W tym temacie piszę ostatni post bo nie zamierzam udowadniać, że nie jestem wielbłądem.
humbak ja rozumiem sytuacje kiedy wypada lot bo zwyczajnie awaria samolotu może nastąpić lub cokolwiek innego. Tylko ani Ty ani nikt inny nie przekona mnie do tego, że to ja mam za to dodatkowo ponosić koszty.
Myślę, że czasami Wam koledzy przydałoby się zejść na ziemię. Sory za przytyk ale rzeczywiście chcielibyście mnie wyrzucić z lecącego samolotu za to, że mam uwagi pod adresem Ryanaira. Nie wypowiadam się o innych przewoźnikach bo nie mam doświadczeń.
Życzę nieodwoływanych lotów wszystkim a szczególnie moim oponentom.
humbak: jesli LO albo LH gwałtownie zmieniają rozkład i burzy Ci to plan podróży, możesz skutecznie domagać się takiej zmiany planu podróży, który jest dla Ciebie dogodny, w tym również niekoniecznie z wykorzystaniem ich własnych lotów. Więc nie ma żadnych problemów.
tomicu, zupełnie nie rozumiem Twojego zarzutu. No niby jak jest traktowany klient Ryanair w takiej sytuacji? Że może zmienić rejs na każdy inny w całej siatce przewoźnika pomiędzy tymi dwoma krajami, na które opiewała pierwotna rezerwacja to jest jakiś wielki dyskomfort dla pasażera? Do niedawna w takiej sytuacji pasażer mógł zmienić na KAŻDY DOWOLNY rejs Z CAŁEJ SIATKI przewoźnika. Ani LH, ani LO tak nie zrobią.
tomicu: Każda linia zmienia godziny rejsów, a nawet niektóre kasują. Nawet LH czy LO. I także wcale nie postępują fair z klientami, co kilka tutaj osób może powiedzieć coś na ten temat. Także w tym wątku macie na to przykłady.
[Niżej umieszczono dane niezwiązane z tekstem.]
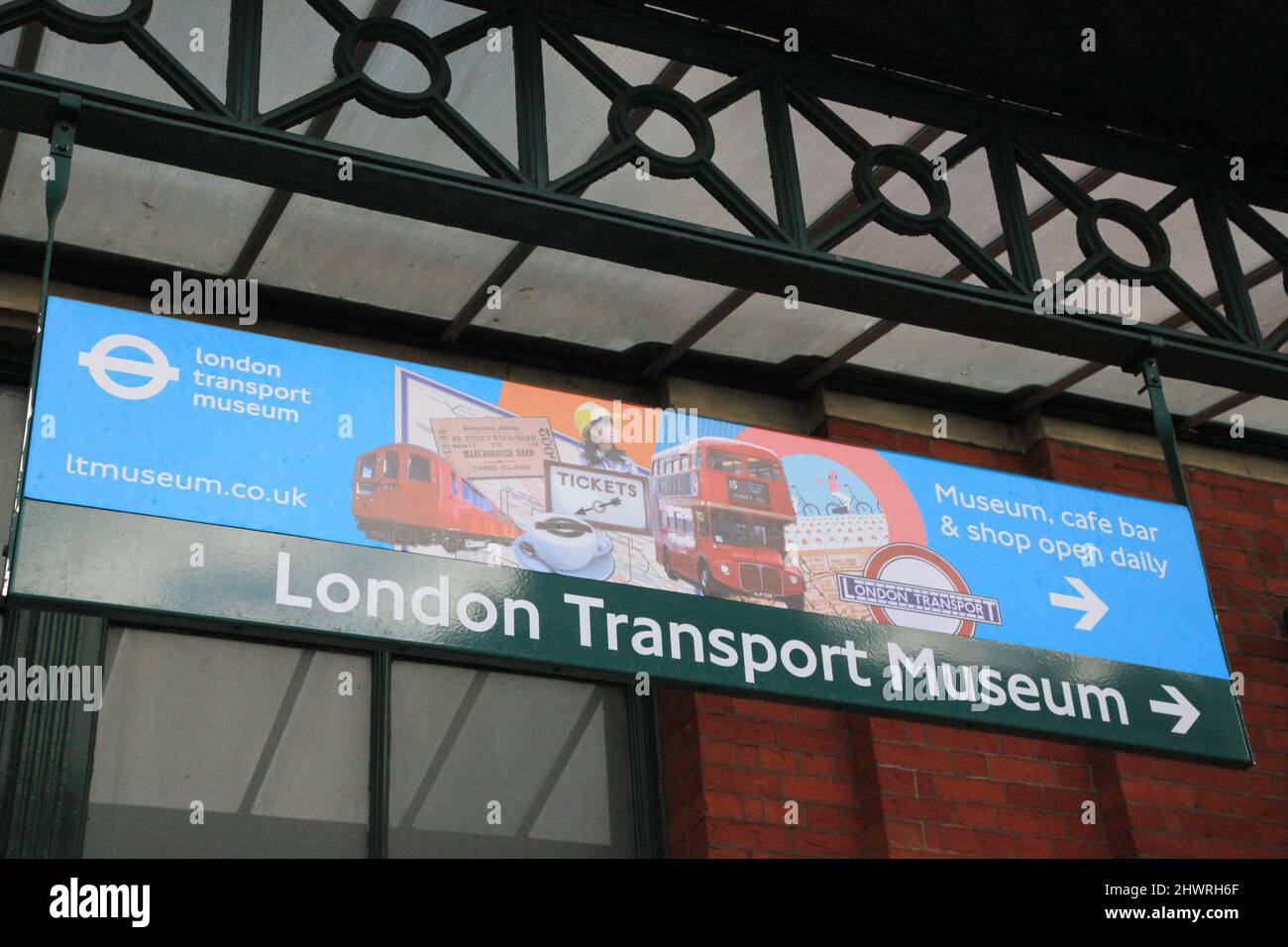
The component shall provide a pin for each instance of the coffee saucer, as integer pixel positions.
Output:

nie wiem czemu się czepiacie kero, toż jest on tylko niezadowolony z faktu, że FR z sobie tylko znanego kaprysu zmienił godziny rejsu. Może nie nazwałbym tego postępku FR nieuczciwym, bo mieści się w ramach prawa i warunków przewozu bla bla bla, ale każdego z nas szlag by trafił. Takie drobne postępki, a w szczególności sposób, w jaki traktowany jest w takiej sytuacji klient, wpływają na reputację linii. I nie ma co się dziwić, że FR ma bardzo niską.
kero: Masz pretensje o to, że musisz kupować torebki zipowe na lotnisku, ale się w takową przepisową w odpowiednim czasie nie zaopatrzysz. Masz pretensje o to, że Ryanair nie oferuje lotów łączonych, ale warunków przewozu przeczytać nie łaska przed kupieniem biletu. Czekamy na więcej. Dobrze się czyta. Może książka? "Rękopis niezadowolonego pasażera linii lotniczych"?
Kero: Zawierasz umowę na warunkach które akceptujesz. Robisz to jako podmiot który akceptuje to że może być potraktowany jak przedmiot.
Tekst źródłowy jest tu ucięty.